Furthermore, the idea that his body was “racked with pain” is also Bernofksy’s invention; Kafka writes just that Samsa had pain in his whole body. And it would be better translated as “He did have pain in his whole body, but…”, qualifying the last word in the previous sentence, “behaglich” – comfortable, cosy. The interpolation of “zwar” downgrades the qualification slightly from something rather clumsy, like “Obwohl er Schmerzen im ganzen Leib hatte”, which would be a retranslation into German of Bernofsky’s own rendering; and shifting it clearly into a subordinate clause, which checks the flow of the text that Kafka wrote.

Quite how a translation might be “accurate” is therefore a complex question.  As I wrote in my “Note on the Text and Translation” in Fichte’s Addresses to the German Nation (Hackett, 2013 p. xxxiv), commenting on a very different writer of German, an “authentic” translation of Fichte’s florid prose might well end up making a translation as unintelligible to a modern English reader as Fichte is today for an average German reader. He was not writing for philosophers, but for Germans. I justified my approach by referring to the communicative context in which Fichte was working, reading out addresses that he had previously written, and whose prime audience was not those who attended the presentations in Berlin, but those who would subsequently read the text throughout Germany. Quite how one conveys a source text into a target language has to take into account the motivations of the target readers: why would they wish to read this text?

When it comes to works of political or economic theory, the prime flaw is often not so much a matter of style, but the simple imposition of a modern conceptual framework.  Older writers are presumed to be addressing their own problems in a manner similar to the way in which we would think about them today – recent translations of Serra and of Cantillon are clear examples of this problem. The problem of translating past texts such as these is however the precise opposite: trying to establish how problems were once conceived, and so seeking a vocabulary and style adequate to this.

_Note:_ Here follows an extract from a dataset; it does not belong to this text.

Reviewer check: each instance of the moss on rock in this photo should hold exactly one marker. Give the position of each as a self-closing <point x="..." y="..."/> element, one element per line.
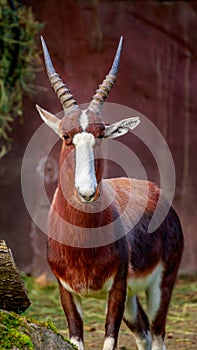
<point x="16" y="332"/>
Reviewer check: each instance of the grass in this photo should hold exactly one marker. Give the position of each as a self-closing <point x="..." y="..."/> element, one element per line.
<point x="181" y="329"/>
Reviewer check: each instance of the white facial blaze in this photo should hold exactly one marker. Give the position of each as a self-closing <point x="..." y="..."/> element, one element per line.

As we can see from Kafka, that is only the beginning of issues about accuracy.  We read Kafka because of the way he writes, not for what he writes about.  But in thinking about the way that Kafka writes, and how that might be translated, it is easier to see the many levels of decisions that have been taken in a “good translation”.  Indeed, an over-enthusiastic translator, seeking to make a text “relevant”, or “readable”, can entirely destroy its narrative purpose.  Many years ago, I read a translator’s note to Gogol’s short story “The Overcoat”, in which the translator had eliminated many deviations, repetitions and hesitations, seeking to clean up Gogol.  But as Boris Eichenbaum made clear in his essay, “How Gogol’s Overcoat is Made”, the deviations, repetitions and hesitations were the point of the story, replicating the oral delivery of an unreliable narrator.